David Flores, convicted of killing Phyllis Davis in April 1996, may get a new trial, the Des Moines Register reports today:
In a rare move, Polk County District Judge Don Nickerson ruled that David Flores’ constitutional right to due process was violated because a key police report naming another suspect was never turned over to his original defense lawyer.
Nickerson also found to be credible new testimony this year from a woman who said that suspect, Rafael Robinson, admitted he accidentally shot Davis.
Nickerson’s ruling indicated those two elements likely would have affected the outcome of Flores’ trial in 1997. […]
Polk County Attorney John Sarcone said Wednesday he “respectfully but strongly” disagreed with the judge’s decision. He has asked the state attorney general’s office to appeal the ruling to the Iowa Supreme Court on his office’s behalf.

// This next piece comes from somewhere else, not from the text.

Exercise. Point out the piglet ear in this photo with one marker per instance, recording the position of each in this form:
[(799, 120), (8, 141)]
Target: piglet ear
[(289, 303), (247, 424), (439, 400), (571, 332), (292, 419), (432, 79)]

An appeal before the state’s high court typically takes nine months to a year. The court can opt not to hear an appeal. In that case, Sarcone would have to decide whether to try Flores anew or set him free.
The Des Moines Register has a timeline of the Flores case here, as well as a good piece by Lee Rood on seven people who “cast doubt on evidence that helped convict Flores.” Commenting on the case last year, Rob Warden of the Center for Wrongful Convictions at the Northwestern University School of Law
said he’s never heard of an alleged wrongful conviction case in which three separate people came forward independently to name another suspect.
“There’s an extremely high probability that he’s innocent,” said Warden, whose [center] has helped exonerate dozens of people. “The fact that you now have three people who don’t have any connection to each other and no discernible motive to do anything but tell the truth is just extremely persuasive.”
Speaking to the Des Moines Register yesterday, Polk County Attorney Sarcone dismissed the police report implicating Robinson as “two or three levels of hearsay.” I am no lawyer, but if multiple witnesses also say Robinson killed Davis, it is hard for me to believe prosecutors could prove Flores guilty beyond reasonable doubt in a new trial.